Wednesday, February 19, 2014

Letting Go of the Ball

Somedays I look around and wonder just what I am doing?  How did this chaos really become my "normal"?

I am on a time crunch.  If I'm honest, almost all the time.  I have been trained to be a scheduler - this is how to keep the ball rolling smoothly, or roughly. 

No matter how the ball rolls, it must keep moving.

I've dreamed of the stop.  I've nightmared of the stop.  Moments in my days remind me the stop is inevitable.  My mind always jerks right back, telling my body, "not today".  And I travel right back to the schedule, right back to routine.

But where is the joy?

I've taken a risk, over the past few months of my life.  I've dared to escape the schedule.  I've slept a little later each morning and allowed the television back into my home to run a few extra miles each day.  I've mixed up the rigid routine of my three sensory-seekers, tipped our world to that slippery edge.  I've cut back a little on our therapies, trusting Him to enrich our family time.  I've actually dusted off my paintbrushes, written a few words, and stopped to listen to the lyrics.  I have blasted the music and danced.

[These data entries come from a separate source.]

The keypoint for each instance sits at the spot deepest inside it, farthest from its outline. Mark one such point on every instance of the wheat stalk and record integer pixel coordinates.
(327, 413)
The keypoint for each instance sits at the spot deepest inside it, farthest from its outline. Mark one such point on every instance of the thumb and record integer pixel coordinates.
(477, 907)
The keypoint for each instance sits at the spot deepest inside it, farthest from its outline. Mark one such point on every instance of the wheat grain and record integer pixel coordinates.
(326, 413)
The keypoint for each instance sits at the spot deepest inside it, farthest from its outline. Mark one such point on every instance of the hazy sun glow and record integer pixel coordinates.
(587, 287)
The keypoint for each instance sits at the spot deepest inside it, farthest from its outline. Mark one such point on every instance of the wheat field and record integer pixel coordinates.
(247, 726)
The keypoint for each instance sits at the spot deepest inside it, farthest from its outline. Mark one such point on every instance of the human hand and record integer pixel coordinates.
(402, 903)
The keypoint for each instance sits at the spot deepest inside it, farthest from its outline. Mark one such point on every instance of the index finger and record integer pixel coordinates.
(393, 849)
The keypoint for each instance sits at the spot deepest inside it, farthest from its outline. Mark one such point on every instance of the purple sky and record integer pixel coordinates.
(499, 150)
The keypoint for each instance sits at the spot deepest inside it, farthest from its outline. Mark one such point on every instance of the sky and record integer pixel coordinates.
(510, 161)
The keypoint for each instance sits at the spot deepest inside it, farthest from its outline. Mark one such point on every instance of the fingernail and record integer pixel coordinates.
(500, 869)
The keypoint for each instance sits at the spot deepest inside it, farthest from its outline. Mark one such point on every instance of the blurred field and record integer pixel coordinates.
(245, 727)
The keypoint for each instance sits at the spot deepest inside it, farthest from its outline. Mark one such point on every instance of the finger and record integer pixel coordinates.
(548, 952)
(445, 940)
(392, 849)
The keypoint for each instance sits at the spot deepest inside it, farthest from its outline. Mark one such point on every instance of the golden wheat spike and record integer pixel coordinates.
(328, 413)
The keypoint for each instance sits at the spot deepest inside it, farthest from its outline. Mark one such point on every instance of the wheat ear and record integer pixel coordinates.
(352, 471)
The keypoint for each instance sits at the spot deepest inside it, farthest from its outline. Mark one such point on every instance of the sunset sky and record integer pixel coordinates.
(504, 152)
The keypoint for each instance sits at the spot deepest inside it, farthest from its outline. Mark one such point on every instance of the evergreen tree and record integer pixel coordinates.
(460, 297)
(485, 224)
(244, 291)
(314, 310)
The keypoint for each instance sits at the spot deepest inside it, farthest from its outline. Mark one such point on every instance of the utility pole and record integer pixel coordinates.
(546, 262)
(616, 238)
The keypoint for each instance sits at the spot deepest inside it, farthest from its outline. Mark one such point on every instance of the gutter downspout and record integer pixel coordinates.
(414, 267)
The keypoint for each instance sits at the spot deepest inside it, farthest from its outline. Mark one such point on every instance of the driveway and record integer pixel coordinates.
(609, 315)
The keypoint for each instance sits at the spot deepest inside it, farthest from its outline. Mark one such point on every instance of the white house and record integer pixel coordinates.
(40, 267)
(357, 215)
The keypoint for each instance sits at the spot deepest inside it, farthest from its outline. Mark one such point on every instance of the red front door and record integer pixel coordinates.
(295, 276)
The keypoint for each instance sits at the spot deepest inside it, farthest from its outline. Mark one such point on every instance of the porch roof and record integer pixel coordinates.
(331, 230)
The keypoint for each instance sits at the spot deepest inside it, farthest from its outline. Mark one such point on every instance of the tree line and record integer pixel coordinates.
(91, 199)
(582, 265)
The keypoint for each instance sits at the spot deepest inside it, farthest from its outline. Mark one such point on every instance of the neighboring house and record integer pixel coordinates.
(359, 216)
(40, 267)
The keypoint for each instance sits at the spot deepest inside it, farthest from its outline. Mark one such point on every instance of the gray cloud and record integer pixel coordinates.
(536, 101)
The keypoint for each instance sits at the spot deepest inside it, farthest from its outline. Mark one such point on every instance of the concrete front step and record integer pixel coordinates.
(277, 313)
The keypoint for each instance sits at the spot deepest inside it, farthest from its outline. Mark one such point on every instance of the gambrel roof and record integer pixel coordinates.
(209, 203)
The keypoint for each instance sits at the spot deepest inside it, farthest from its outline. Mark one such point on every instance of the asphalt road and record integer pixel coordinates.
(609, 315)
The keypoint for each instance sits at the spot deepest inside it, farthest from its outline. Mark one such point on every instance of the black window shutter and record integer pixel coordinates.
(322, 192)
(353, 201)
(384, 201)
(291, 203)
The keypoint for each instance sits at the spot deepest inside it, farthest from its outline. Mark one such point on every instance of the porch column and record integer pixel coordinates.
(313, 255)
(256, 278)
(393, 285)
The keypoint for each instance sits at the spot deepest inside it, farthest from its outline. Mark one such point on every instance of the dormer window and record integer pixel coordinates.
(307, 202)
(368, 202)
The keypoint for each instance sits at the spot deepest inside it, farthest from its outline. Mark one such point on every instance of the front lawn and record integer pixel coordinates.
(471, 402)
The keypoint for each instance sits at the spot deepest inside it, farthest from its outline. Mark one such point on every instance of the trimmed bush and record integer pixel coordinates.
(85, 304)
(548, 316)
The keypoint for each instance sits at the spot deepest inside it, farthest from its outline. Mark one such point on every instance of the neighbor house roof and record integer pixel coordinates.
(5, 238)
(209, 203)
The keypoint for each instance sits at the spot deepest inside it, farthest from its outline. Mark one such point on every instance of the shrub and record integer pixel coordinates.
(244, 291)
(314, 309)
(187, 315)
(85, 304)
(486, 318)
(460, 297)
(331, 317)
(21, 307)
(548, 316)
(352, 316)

Granted, we have endured one-too-many sensory meltdowns, myself included.  But, I am learning a few valuable lessons:

At the end of each day, we are still family, regardless of whether we like each other or not.  We choose to love family.


We are all created different.  This difference is not just genetic.  He made us each unique, with unique needs.  It is my job to seek this uniqueness and give them wings to fly.  They will never be little me's (Praise the Lord!).
 

Changing the routine is hard, hard work.  It is much easier to give in each day to the schedule and coast through our days.  But, when we coast, we stunt our growth, and miss out on special grace kisses He kisses just for us, on the other side of our beaten path. 
 

We all need respite, including the fab four.  God created us for community and we have to emerge from our cocoon.  If we remain nestled safely in our shelter, no one is blessed by the beautiful wings He created for us to spread.  Not only the world needs to witness this beauty.  We each need to open our eyes and truly see the person in the mirror He created us to be. 
 

We don't have to redefine "normal".  We just get to accept that we are not it.  This doesn't make us unacceptable.  This doesn't mean He loves us less.  This means He created us in particular, for a variant, beautiful purpose.  Embracing and celebrating this actuality is part of our beauty.  
 

 The ball hasn't stopped yet.  I know the day will come.  We'll all fall apart a little, but I know He'll pick up the pieces and put us all back together again. 

I'm choosing to live the joy through all the crazy.  I just have to keep reaching my hand high to the sky, pointing right to my Savior, let go of the ball, and trust Him. 

So, so hard loosening this grip, but He is so worthy.